Ms Avril Daly:

To take the example of my own circumstances, I have received a genetic test. I was diagnosed with an inherited retinal degeneration, a rare form of sight loss, in 1998, when I was 23 years old. I knew at that point that it was genetic in origin and that I probably had a recessive condition, meaning it had skipped a generation and popped up in me. I did not know how the condition was going to progress, because no one else in my family had it, but I knew there were 300 different gene types, so I had to have a genetic test to understand mine.

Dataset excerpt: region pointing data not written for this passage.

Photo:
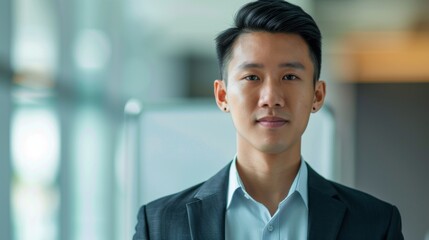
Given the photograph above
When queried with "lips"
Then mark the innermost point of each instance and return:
(271, 122)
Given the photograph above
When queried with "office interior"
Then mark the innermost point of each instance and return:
(76, 76)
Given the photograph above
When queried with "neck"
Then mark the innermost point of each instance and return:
(268, 177)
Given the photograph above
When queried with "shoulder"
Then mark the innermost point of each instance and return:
(361, 201)
(174, 201)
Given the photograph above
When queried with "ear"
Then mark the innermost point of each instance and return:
(220, 95)
(319, 95)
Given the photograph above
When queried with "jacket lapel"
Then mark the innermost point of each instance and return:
(206, 213)
(326, 211)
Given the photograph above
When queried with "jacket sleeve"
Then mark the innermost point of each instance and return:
(141, 227)
(395, 227)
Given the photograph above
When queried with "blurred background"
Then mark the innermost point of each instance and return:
(83, 82)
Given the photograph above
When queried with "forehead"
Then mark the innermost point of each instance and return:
(269, 49)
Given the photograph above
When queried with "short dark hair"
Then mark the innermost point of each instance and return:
(274, 16)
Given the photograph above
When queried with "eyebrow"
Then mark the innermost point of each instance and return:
(295, 65)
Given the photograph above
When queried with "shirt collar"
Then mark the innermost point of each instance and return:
(299, 184)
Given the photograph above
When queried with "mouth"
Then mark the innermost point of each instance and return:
(271, 122)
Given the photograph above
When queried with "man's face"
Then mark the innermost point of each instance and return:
(270, 91)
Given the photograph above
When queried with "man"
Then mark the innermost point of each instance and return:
(270, 65)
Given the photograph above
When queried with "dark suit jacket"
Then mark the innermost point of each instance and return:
(335, 212)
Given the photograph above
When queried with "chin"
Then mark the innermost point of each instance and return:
(273, 148)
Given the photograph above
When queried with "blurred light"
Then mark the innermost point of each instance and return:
(34, 40)
(90, 174)
(35, 145)
(133, 107)
(35, 210)
(92, 49)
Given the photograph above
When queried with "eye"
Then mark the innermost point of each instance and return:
(252, 78)
(290, 77)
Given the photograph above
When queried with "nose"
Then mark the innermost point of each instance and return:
(271, 95)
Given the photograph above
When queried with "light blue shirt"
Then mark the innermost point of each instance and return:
(248, 219)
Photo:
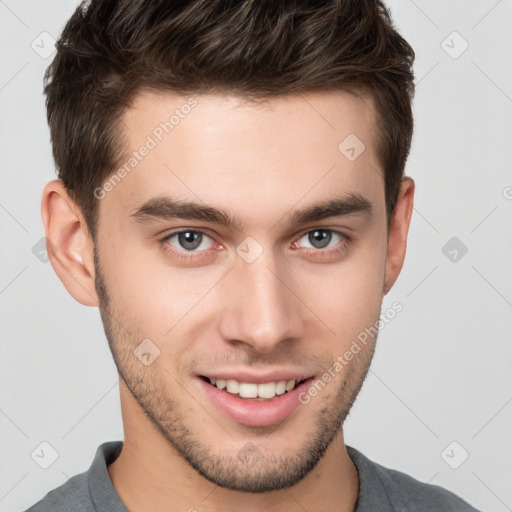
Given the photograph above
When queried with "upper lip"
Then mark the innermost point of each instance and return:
(260, 377)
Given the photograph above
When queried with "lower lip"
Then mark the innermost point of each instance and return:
(254, 413)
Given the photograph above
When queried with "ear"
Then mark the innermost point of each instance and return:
(68, 242)
(399, 227)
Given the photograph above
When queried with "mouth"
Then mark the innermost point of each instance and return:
(263, 403)
(254, 391)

In 2017, I received a genetic test and a diagnosis through Target 5000, a genetic testing and research study funded by a small Irish charity called Fighting Blindness. This was undertaken by its clinical and research partners at Trinity College Dublin and the Mater Hospital. I was able to understand my prognosis because of that diagnosis. I was able to be told what research was being conducted on my gene and I could contribute to the research effort, not only nationally but globally if I wanted to go on a register, which I did. Moreover, if a clinical trial arrived, I knew they would know where to find me. A genetic counsellor explained to me on the day of my diagnosis that I did not have a recessive gene but rather a de novo gene, meaning it had started in me. I cannot begin to explain the relief that gave me to know it was not going to affect me or my family. I knew I had a mild disease and it could be managed, and I was given a care plan by my consultant at the Mater. That is critical. In the absence of treatment, a care pathway is incredibly important.

This is all very actionable stuff. It should not be incumbent on a small Irish charity to develop a world-class service such as this simply because it can and it has the ability to fundraise for it. There are patients living in this country, and parents with children with life-limiting diseases, who cannot set up a charity to fundraise to get access to these genetic therapies and all the processes involved. They are finding out, if they ever do, much too late that their child could have been part of a clinical trial. They are missing life-changing and potentially life-saving treatments. I got a genetic test after 20 years through a charity. Care pathways are sensible and very possible to provide.